Für den 11. März um 11.30 Uhr haben die Bewohner der Unterkunft nun die Einwohner von Katzhütte, den Ortsbürgermeister und regionale Pressevertreter eingeladen. Die Heimleitung arbeite bislang allerdings mit allen Kräften daran, Pressevertretern den Zutritt zu den Unterkünften zu verweigern, sagt deren Sprecher Sbaih. Er und die Betroffenen haben nun eine eigene Stellungnahme "zum Besuch von Vertretern von Stadt und Land am 26.02.2008" verfasst. Sie lautet:

"Am 26.02.2008 besuchten Vertreter des Landratsamtes und der Gemeindeverwaltung die Gemeinschaftsunterkunft (GU) Katzhütte. Den Presseberichten der „OTZ Rudolstadt“ und der Zeitung „Freies Wort“ zufolge, versuchen die Heimleitung, die Gemeindeverwaltung und die Vertreter des Landratsamtes die Situation unserer Unterbringung in Katzhütte zu verharmlosen und sogar unsere Berichte teilweise als unwahr darzustellen. Aus diesem Grund sehen wir uns gezwungen eine eigene Stellungnahme zu den Geschehnissen herauszugeben.

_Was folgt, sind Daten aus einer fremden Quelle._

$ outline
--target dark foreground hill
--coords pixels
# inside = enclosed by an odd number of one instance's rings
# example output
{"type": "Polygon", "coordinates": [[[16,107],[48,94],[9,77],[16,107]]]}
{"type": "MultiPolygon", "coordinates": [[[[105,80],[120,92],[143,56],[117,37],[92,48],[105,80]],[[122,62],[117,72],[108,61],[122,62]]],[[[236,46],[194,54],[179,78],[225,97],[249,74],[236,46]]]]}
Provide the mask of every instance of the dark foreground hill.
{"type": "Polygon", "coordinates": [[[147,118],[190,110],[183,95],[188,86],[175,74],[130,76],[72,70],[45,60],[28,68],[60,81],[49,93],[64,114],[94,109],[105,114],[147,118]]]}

Während des Besuches der Vertreter der besagten Behörden, versuchte die Heimleitung immer wieder zu verhindern, dass wir, die Bewohner des Flüchtlingsheimes Katzhütte die Zustände in unserer Behausung den Vertretern direkt schildern. Des Weiteren verbietet die Heimleitung, ohne ersichtlichen Grund, sämtlichen Pressevertretern bzw. uns persönlich, im Heim zu filmen oder zu fotografieren, was es unmöglich macht, die Situation im Heim einer breiten Öffentlichkeit zu zeigen.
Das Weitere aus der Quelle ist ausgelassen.